RVHは、1996年7月に3次元グラフィックス向けLSI(大規模集積回路)の開発・販売などを目的として創業した。当時の社名はリアルビジョン。パソコン画面の医療用3次元グラフィックスの先駆け的な企業である。4年後の2000年12月には早くも東証マザーズに上場し、2014年8月には東証2部に市場替えした。社名をリアルビジョンからRVHに変更したのは、持株会社体制に移行した2015年4月のことだ。

以後、RVHは急成長を果たす。持株会社体制に移行する前は連結売上で2億円に満たなかった企業が、2018年3月期には530億円を超えるまで成長した。この成長は急拡大を超え、“破天荒”といってもいいくらいの伸びだ。この持株会社体制への移行の頃から、RVHは “美”に目覚めたのかもしれない。

持株会社体制への移行に前後して、次々にM&Aを実施

RVHは短期間で次々とM&Aを実施し、事業領域を拡大してきたことで知られている。持株会社体制に移行する前の2012年11月には、組込機器とソフトウェアの開発・販売業を営むソアーシステムを子会社化し、翌2013年12月には、人材派遣、パソコンデータ消去・リサイクル事業などを営む上武を子会社化した。

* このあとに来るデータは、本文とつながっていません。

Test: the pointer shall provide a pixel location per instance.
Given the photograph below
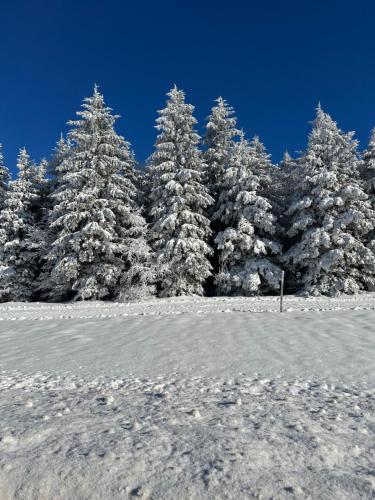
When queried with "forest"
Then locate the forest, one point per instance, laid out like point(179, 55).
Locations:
point(207, 215)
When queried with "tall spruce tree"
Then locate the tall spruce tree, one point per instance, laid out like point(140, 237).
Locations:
point(19, 249)
point(330, 216)
point(248, 244)
point(4, 178)
point(369, 167)
point(178, 201)
point(221, 133)
point(100, 249)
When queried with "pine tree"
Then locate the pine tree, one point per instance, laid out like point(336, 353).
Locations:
point(100, 249)
point(330, 216)
point(248, 243)
point(369, 167)
point(219, 140)
point(178, 200)
point(4, 179)
point(19, 251)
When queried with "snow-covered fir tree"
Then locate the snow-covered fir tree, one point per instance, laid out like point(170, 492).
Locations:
point(330, 216)
point(248, 244)
point(19, 246)
point(100, 250)
point(221, 133)
point(4, 178)
point(368, 167)
point(178, 201)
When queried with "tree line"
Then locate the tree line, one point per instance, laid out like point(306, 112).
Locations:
point(207, 215)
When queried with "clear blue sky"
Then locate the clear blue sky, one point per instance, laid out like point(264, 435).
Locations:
point(272, 60)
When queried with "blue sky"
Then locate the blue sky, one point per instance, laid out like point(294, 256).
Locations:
point(272, 60)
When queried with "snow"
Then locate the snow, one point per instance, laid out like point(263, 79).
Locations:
point(188, 398)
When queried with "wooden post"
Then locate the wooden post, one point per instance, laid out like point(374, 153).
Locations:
point(282, 291)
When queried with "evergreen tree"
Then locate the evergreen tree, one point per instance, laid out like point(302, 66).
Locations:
point(219, 141)
point(4, 179)
point(100, 249)
point(19, 251)
point(369, 167)
point(330, 216)
point(248, 243)
point(178, 200)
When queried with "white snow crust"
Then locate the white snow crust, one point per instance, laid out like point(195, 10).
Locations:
point(188, 398)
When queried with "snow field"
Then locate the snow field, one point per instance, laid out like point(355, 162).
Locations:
point(207, 402)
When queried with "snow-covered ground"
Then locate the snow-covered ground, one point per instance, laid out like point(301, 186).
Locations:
point(188, 398)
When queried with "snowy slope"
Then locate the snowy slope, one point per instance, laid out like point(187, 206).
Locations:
point(188, 398)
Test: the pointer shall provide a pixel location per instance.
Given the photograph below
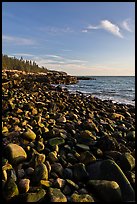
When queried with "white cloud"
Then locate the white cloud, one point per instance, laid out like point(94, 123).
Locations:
point(55, 30)
point(17, 40)
point(105, 25)
point(54, 56)
point(84, 31)
point(23, 54)
point(112, 28)
point(93, 27)
point(126, 25)
point(66, 50)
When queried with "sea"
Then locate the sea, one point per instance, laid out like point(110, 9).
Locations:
point(118, 89)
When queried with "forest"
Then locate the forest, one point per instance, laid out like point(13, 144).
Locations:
point(12, 63)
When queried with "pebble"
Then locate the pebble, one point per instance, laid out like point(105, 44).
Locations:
point(64, 147)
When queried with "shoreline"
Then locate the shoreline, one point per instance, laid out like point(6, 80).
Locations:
point(62, 146)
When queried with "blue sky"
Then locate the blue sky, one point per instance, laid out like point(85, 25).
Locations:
point(80, 38)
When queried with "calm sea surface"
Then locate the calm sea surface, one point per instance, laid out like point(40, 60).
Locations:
point(119, 89)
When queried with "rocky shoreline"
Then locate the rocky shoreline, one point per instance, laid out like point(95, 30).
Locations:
point(64, 147)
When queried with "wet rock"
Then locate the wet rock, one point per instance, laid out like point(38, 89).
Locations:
point(109, 170)
point(67, 190)
point(57, 168)
point(87, 157)
point(82, 146)
point(10, 189)
point(87, 135)
point(127, 162)
point(59, 183)
point(81, 198)
point(62, 119)
point(79, 172)
point(53, 157)
point(73, 185)
point(35, 197)
point(117, 115)
point(131, 135)
point(56, 141)
point(45, 183)
point(15, 153)
point(56, 195)
point(68, 173)
point(24, 185)
point(40, 172)
point(29, 135)
point(108, 191)
point(29, 171)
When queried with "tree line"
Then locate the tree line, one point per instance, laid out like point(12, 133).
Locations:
point(12, 63)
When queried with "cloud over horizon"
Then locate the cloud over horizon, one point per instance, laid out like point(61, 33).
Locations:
point(105, 25)
point(17, 40)
point(126, 25)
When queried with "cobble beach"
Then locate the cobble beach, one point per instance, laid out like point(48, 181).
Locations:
point(59, 146)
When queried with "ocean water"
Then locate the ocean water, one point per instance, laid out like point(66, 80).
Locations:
point(119, 89)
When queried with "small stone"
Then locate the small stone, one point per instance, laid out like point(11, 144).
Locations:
point(29, 135)
point(4, 129)
point(45, 183)
point(20, 173)
point(15, 153)
point(117, 115)
point(35, 197)
point(83, 146)
point(109, 170)
point(40, 172)
point(68, 173)
point(127, 162)
point(87, 135)
point(67, 190)
point(57, 168)
point(29, 171)
point(56, 141)
point(80, 172)
point(24, 185)
point(108, 191)
point(56, 195)
point(131, 135)
point(53, 156)
point(87, 157)
point(62, 119)
point(72, 184)
point(10, 189)
point(81, 198)
point(59, 183)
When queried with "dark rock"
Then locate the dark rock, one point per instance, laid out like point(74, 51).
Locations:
point(56, 195)
point(108, 191)
point(15, 153)
point(10, 189)
point(68, 173)
point(109, 170)
point(81, 198)
point(34, 197)
point(40, 172)
point(79, 172)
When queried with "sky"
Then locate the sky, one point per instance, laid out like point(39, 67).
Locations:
point(80, 38)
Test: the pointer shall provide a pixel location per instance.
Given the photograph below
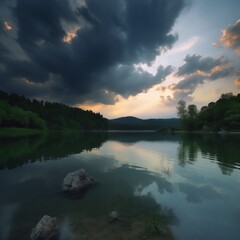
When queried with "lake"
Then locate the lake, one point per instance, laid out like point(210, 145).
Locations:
point(188, 182)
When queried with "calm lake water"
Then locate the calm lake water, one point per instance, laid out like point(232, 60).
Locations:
point(192, 181)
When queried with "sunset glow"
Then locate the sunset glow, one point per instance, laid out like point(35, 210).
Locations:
point(135, 58)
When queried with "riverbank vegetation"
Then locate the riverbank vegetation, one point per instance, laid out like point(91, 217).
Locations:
point(222, 115)
point(21, 112)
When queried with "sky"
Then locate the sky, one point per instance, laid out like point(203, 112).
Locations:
point(122, 57)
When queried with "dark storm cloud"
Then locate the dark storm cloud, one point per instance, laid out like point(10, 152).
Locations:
point(198, 70)
point(112, 34)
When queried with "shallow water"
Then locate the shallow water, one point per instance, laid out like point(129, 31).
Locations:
point(192, 180)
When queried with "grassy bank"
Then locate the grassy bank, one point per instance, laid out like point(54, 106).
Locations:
point(18, 132)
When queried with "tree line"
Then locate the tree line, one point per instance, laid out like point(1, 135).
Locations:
point(224, 114)
point(19, 111)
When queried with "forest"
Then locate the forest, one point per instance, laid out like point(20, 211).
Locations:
point(222, 115)
point(19, 111)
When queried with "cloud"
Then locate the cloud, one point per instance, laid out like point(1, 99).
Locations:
point(231, 38)
point(74, 48)
point(196, 71)
point(196, 63)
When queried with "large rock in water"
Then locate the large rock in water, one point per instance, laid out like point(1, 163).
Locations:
point(46, 229)
point(78, 181)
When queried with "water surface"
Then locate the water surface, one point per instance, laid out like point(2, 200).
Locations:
point(192, 180)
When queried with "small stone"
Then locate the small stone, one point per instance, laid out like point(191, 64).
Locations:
point(77, 181)
point(114, 215)
point(47, 229)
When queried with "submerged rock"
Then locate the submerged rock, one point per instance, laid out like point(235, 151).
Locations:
point(78, 181)
point(114, 215)
point(47, 229)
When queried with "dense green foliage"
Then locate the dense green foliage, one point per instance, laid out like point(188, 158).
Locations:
point(18, 111)
point(224, 114)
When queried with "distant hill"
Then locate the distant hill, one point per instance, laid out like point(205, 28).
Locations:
point(133, 123)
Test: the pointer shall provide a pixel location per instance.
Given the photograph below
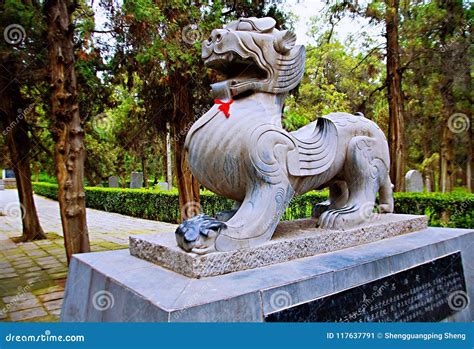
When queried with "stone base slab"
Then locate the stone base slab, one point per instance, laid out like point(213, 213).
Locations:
point(114, 286)
point(292, 240)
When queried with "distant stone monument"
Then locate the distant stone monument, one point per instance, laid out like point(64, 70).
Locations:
point(136, 180)
point(414, 181)
point(248, 266)
point(113, 182)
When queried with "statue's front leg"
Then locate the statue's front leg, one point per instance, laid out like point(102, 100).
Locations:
point(252, 224)
point(256, 220)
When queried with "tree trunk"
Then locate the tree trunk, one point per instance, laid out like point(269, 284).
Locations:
point(396, 128)
point(15, 128)
point(447, 32)
point(188, 186)
point(169, 174)
point(67, 130)
point(144, 170)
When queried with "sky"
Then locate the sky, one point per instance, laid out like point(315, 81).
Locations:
point(304, 10)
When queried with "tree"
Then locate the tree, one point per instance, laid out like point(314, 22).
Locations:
point(19, 69)
point(396, 126)
point(67, 128)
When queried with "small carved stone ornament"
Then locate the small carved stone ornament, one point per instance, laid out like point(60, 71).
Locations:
point(239, 149)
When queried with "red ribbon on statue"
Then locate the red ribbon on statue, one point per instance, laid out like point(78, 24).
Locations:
point(224, 106)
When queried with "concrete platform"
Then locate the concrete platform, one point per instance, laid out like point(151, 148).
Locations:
point(292, 240)
point(115, 286)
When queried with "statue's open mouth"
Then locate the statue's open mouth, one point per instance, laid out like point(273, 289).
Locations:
point(232, 66)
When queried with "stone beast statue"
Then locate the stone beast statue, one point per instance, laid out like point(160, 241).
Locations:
point(239, 149)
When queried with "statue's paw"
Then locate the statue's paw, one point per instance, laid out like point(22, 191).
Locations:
point(224, 216)
point(343, 218)
point(198, 234)
point(320, 208)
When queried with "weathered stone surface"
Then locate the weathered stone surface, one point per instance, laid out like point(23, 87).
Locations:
point(292, 240)
point(143, 291)
point(414, 181)
point(239, 149)
point(28, 314)
point(136, 180)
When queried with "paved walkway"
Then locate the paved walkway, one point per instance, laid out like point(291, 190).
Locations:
point(33, 274)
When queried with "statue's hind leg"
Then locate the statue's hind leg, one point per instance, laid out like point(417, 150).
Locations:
point(365, 170)
point(257, 217)
point(338, 195)
point(252, 224)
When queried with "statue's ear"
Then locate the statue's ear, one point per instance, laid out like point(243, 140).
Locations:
point(284, 41)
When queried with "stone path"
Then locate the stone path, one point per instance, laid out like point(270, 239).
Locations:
point(33, 274)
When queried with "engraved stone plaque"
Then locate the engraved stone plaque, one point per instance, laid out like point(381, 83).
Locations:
point(427, 292)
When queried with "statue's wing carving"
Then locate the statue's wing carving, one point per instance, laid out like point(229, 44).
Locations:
point(309, 151)
point(317, 144)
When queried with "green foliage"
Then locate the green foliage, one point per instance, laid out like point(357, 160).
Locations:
point(447, 210)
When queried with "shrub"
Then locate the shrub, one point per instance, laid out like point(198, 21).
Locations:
point(442, 209)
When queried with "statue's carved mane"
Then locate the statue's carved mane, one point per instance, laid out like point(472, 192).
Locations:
point(274, 52)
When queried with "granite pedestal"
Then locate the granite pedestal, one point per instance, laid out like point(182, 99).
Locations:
point(426, 275)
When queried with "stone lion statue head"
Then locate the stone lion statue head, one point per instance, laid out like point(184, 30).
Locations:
point(253, 55)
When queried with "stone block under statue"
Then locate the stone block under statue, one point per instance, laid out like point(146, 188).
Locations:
point(427, 275)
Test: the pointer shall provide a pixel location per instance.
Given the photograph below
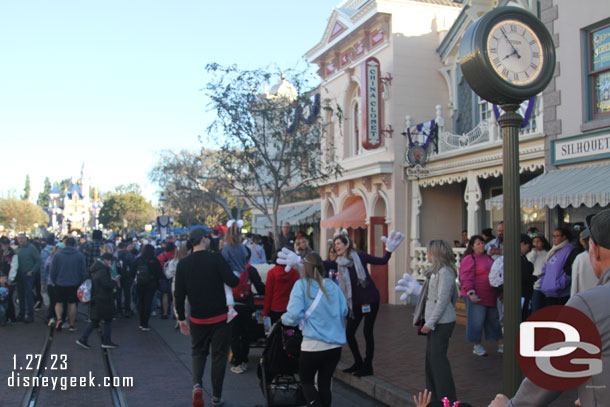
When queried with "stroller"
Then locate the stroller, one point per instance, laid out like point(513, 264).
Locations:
point(279, 365)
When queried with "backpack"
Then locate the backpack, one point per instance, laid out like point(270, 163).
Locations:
point(496, 274)
point(243, 289)
point(144, 275)
point(84, 291)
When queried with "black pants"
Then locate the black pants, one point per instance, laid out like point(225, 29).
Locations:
point(324, 364)
point(369, 324)
point(145, 295)
point(275, 315)
point(124, 295)
point(10, 312)
point(218, 336)
point(555, 301)
point(439, 379)
point(240, 340)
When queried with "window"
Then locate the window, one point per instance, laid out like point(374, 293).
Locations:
point(356, 128)
point(485, 111)
point(598, 71)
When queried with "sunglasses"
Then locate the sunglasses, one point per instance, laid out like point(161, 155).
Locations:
point(588, 226)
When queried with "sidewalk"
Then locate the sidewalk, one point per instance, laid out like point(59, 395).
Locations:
point(400, 359)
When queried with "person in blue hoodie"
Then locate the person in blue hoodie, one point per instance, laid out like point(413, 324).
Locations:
point(319, 307)
point(68, 271)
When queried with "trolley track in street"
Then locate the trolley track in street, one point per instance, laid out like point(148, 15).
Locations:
point(33, 396)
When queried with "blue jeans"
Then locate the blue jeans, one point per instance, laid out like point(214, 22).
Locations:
point(25, 284)
point(94, 324)
point(538, 300)
point(481, 317)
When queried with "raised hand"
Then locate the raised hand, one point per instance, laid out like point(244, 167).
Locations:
point(288, 258)
point(393, 240)
point(423, 399)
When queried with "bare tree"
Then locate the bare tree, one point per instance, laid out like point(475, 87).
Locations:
point(270, 144)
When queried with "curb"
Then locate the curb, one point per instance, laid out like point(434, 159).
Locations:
point(378, 389)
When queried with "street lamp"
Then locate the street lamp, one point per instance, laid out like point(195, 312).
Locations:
point(162, 202)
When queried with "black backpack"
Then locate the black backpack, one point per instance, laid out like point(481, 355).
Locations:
point(144, 275)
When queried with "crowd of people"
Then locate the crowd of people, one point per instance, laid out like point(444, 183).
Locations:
point(205, 283)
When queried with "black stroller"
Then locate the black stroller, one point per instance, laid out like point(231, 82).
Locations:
point(278, 368)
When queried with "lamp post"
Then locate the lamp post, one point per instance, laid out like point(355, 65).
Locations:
point(506, 66)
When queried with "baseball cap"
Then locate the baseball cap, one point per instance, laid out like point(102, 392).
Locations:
point(196, 234)
point(597, 227)
point(107, 256)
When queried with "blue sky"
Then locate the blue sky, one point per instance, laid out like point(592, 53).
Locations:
point(112, 83)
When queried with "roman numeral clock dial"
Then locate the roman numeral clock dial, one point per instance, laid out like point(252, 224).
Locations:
point(507, 55)
point(515, 52)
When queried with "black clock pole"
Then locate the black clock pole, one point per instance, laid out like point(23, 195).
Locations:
point(510, 121)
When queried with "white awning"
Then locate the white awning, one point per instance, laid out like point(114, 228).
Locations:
point(576, 186)
point(296, 215)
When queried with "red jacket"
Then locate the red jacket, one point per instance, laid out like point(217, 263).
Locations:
point(474, 275)
point(277, 289)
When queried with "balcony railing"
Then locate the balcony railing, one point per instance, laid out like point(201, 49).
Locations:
point(486, 132)
point(420, 262)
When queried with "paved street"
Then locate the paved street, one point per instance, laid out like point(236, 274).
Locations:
point(159, 362)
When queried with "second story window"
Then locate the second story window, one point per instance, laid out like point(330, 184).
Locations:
point(598, 71)
point(485, 110)
point(356, 128)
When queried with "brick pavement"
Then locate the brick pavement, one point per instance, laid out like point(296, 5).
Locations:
point(18, 339)
point(79, 363)
point(400, 356)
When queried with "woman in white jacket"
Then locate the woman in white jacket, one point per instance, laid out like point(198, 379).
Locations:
point(440, 319)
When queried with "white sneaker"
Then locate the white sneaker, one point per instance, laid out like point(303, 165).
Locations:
point(230, 315)
point(237, 369)
point(479, 350)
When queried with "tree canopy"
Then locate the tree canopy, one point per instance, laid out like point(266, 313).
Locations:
point(270, 145)
point(192, 187)
point(130, 206)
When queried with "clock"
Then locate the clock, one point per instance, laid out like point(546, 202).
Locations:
point(507, 56)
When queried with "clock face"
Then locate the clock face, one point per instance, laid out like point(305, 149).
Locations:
point(515, 52)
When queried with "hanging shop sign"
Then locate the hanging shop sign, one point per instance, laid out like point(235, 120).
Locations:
point(420, 137)
point(372, 95)
point(580, 148)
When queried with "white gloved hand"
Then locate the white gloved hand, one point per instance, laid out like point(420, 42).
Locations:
point(408, 286)
point(393, 240)
point(267, 325)
point(289, 258)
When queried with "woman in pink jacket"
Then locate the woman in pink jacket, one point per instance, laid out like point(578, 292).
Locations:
point(480, 297)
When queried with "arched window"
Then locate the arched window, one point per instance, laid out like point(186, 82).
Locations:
point(356, 128)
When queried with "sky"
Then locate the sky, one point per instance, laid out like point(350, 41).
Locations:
point(112, 83)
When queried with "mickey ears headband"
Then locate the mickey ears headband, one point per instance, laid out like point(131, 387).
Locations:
point(342, 233)
point(240, 223)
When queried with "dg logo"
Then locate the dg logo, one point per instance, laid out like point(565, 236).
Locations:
point(559, 348)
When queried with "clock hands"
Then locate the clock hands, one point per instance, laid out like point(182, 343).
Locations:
point(511, 44)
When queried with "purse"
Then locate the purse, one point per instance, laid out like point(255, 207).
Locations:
point(418, 314)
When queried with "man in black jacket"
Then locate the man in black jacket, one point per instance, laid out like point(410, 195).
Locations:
point(200, 277)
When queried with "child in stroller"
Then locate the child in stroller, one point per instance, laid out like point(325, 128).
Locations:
point(279, 365)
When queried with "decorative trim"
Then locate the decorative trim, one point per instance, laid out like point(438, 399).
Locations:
point(387, 180)
point(367, 182)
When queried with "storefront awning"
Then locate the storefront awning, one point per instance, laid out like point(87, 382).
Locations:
point(577, 186)
point(296, 215)
point(354, 216)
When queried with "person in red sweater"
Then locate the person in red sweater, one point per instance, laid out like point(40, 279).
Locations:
point(165, 284)
point(277, 292)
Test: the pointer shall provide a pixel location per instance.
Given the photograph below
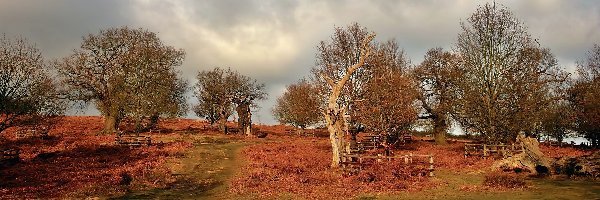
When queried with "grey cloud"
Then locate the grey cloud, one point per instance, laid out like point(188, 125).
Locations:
point(274, 41)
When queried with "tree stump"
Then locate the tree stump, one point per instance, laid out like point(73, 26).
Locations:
point(530, 160)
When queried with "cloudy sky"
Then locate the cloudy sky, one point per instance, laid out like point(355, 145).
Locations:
point(274, 41)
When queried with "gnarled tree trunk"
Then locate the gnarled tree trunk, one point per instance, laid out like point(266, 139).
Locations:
point(439, 129)
point(110, 124)
point(334, 116)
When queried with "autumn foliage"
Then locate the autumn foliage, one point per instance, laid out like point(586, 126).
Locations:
point(76, 163)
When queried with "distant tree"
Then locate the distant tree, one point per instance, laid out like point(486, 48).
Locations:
point(388, 93)
point(212, 90)
point(299, 105)
point(504, 76)
point(125, 73)
point(387, 106)
point(338, 71)
point(585, 96)
point(28, 95)
point(246, 92)
point(558, 120)
point(434, 77)
point(219, 91)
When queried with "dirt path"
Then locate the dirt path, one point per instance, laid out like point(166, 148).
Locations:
point(202, 174)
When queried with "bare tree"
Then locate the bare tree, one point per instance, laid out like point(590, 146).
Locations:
point(388, 93)
point(504, 76)
point(387, 106)
point(338, 71)
point(211, 90)
point(585, 96)
point(434, 76)
point(219, 91)
point(299, 105)
point(28, 95)
point(125, 73)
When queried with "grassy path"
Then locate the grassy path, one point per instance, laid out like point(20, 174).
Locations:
point(202, 174)
point(539, 189)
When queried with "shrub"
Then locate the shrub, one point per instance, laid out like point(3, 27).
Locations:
point(503, 180)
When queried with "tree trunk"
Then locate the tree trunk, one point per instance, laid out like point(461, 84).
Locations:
point(244, 121)
point(110, 124)
point(440, 129)
point(222, 121)
point(333, 115)
point(336, 135)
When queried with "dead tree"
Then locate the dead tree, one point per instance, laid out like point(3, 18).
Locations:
point(334, 113)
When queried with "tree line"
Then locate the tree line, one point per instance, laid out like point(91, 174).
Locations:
point(496, 82)
point(127, 74)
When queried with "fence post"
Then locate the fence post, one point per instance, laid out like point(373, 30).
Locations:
point(484, 150)
point(430, 165)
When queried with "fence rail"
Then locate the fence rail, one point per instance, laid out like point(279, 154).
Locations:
point(486, 150)
point(350, 159)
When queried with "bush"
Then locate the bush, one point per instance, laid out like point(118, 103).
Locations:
point(503, 180)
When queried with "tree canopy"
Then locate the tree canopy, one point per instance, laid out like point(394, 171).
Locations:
point(220, 91)
point(28, 94)
point(585, 96)
point(126, 73)
point(505, 77)
point(299, 105)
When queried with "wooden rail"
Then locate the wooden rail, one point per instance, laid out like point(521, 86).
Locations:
point(356, 159)
point(133, 140)
point(486, 150)
point(31, 133)
point(9, 155)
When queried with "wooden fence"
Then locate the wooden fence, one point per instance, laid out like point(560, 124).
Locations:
point(31, 133)
point(357, 159)
point(9, 155)
point(485, 150)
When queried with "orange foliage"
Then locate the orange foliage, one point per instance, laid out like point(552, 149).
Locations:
point(74, 162)
point(301, 166)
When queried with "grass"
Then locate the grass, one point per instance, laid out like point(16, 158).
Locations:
point(202, 173)
point(546, 188)
point(206, 170)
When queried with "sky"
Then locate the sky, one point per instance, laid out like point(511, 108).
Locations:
point(274, 41)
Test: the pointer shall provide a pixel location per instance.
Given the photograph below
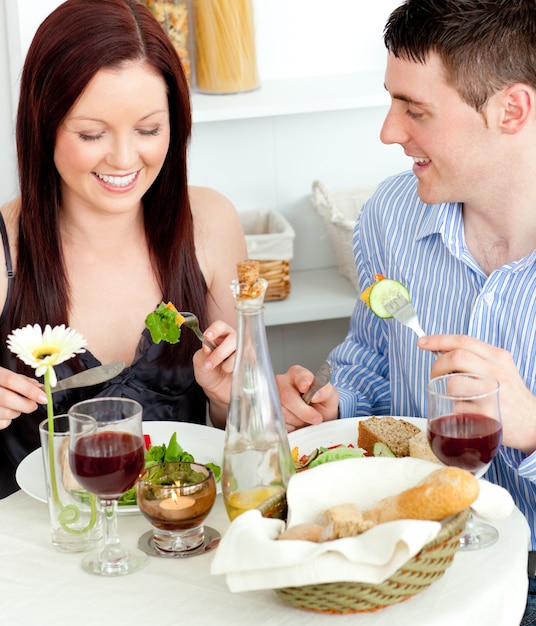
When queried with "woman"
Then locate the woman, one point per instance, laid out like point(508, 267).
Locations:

さらに2014年11月には、弁護士をはじめ士業向けの広告代理店業を営むDSCを子会社化。その翌月には、海外で普及しているビジネスモデルを日本国内に導入することを目的としたコンサルティング業を営むK2Dを子会社化した。そして、2016年5月には、ゲームアプリ開発、WEBサイト企画制作、クロスメディア制作などの開発事業を手がけるスカイリンクを子会社化している。

ここまでは、傍目に見ても、RVHの創業時の事業から派生する周辺事業のM&Aによる事業領域の拡大と受けとれないこともない。RVHはこれらのM&Aにより、システム開発と、関連メディア&コンサルティングという2つの事業領域を手中に収めた。